LED lighting

Smart buildings: Is PoE lighting ready for prime time?

As companies look to reduce their environmental impact and make financial savings, smart buildings have become a more common sight. PoE lighting is a new technology that makes smart lighting systems easier to install and cheaper to run – but is the technology ready for the mainstream?

What is a smart building?

The idea of smart buildings date back to the 1980s, with United Technology Building Systems coining the term  “intelligent buildings” in 1981. These original smart buildings centralised control of heating, ventilation, and airflow, but lacked the automations that we now consider key to any smart system.

Today, a smart building uses automated processes to seamlessly control those same building operations of heating, ventilation, and airflow, but also include security systems, lighting, and more. Modern smart buildings feel almost like living organisms in that they react to external factors such as heat, humidity, sunlight, and critically the number of people inside, where they are and what they are doing.

The idea behind smart buildings today are designed to reduce energy use, optimizes space utilisation, and critically minimise environmental impact. If heating and lights are only switched on when people are in specific rooms and temperatures are below a certain level, then that can make huge energy savings, which is good both for a company’s bottom line and the environment.

What is PoE lighting?

Lighting consumes a significant amount of energy, and so an automated system that controls the lighting within a building is attractive to any company looking to save money and improve their green credentials.

Most businesses are already moving towards LED lighting systems over the traditional incandescent or halogen bulbs which wasted significant amounts of energy as heat. In general, these LED bulbs can be simple exact replacements for their halogen counterparts, but for companies that want to make their systems both smarter and more efficient then a PoE (power over ethernet) lighting system is an increasingly popular solution.

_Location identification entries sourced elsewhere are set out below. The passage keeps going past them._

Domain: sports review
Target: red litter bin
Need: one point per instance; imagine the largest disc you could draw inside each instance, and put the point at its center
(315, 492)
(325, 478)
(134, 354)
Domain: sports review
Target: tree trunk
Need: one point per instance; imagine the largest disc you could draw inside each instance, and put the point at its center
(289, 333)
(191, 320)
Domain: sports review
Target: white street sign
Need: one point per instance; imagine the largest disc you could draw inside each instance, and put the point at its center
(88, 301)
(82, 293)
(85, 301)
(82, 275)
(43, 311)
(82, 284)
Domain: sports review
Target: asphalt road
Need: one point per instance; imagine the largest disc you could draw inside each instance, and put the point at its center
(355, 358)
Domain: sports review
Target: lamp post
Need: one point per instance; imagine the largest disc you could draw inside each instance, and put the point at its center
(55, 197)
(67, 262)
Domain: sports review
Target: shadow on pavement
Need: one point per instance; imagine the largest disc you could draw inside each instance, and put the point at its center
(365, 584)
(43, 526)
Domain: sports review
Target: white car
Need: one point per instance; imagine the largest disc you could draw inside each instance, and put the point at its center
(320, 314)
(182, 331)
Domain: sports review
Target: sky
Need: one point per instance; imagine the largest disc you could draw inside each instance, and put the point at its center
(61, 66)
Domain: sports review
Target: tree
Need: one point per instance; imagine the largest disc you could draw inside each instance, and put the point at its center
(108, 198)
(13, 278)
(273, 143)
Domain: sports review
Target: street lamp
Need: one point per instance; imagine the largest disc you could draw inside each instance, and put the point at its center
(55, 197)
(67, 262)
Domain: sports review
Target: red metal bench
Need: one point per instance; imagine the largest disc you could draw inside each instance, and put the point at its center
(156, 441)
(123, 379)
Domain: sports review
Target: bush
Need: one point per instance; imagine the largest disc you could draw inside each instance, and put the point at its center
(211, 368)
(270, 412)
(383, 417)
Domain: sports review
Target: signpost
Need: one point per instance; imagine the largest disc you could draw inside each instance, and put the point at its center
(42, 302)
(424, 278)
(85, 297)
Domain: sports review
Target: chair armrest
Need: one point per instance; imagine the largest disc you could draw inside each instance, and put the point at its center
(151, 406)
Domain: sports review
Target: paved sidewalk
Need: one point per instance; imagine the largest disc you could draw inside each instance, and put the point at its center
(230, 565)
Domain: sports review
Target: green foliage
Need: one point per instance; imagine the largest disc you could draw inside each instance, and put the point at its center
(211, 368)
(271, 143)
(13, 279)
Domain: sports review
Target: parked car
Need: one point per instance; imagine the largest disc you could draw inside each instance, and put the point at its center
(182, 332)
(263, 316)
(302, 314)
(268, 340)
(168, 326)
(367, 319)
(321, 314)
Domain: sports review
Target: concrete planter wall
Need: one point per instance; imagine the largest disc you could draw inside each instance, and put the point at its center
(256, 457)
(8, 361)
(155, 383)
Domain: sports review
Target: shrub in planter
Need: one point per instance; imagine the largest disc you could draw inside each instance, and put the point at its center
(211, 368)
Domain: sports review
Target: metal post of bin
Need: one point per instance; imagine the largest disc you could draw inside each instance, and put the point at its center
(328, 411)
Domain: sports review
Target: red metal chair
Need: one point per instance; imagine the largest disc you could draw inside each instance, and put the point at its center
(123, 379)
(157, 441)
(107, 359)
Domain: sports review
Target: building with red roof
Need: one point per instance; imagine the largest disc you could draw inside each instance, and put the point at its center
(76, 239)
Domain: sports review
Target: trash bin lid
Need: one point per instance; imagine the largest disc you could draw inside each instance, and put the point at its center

Ethernet technology has been used in the IT sector for decades, connecting up PCs, switches, and routers to the data network. However, by providing power and data over the same connection, wiring together a smart lighting system suddenly becomes significantly easier and less expensive.

Rather than needing to connect lights to the mains power and then somehow control them via smart WiFi-connected bulbs or other technology, PoE means that the LED lights are connected only by a single ethernet cable, which is significantly more reliable. And, with PoE and LEDs both relying on DC power, there is no energy loss from changing between AC and DC, meaning such a system is easier to install and maintain and cheaper to run.

PoE was originally launched back in 2003, but with the technology only capable of delivering 15.4W per port, it was difficult to use for lighting systems which need more power to light a room. The latest standard, 802.3bt, was adopted in late 2018, and has made PoE lighting a reality with the ability for the network to carry 60W per port (Type 3) and 90W per port (Type 4) by using all four pairs of a PoE cable.

Simple ethernet connectivity will make it easier than ever to crate smart systems, with lights, sensors, thermostats, and security systems and more all connected with single cables and more easily automated through a single wired system. It is the future, and with as the standards improve and offer more power delivery through the same single connection, more complex and environmentally-friendly systems are finally within reach.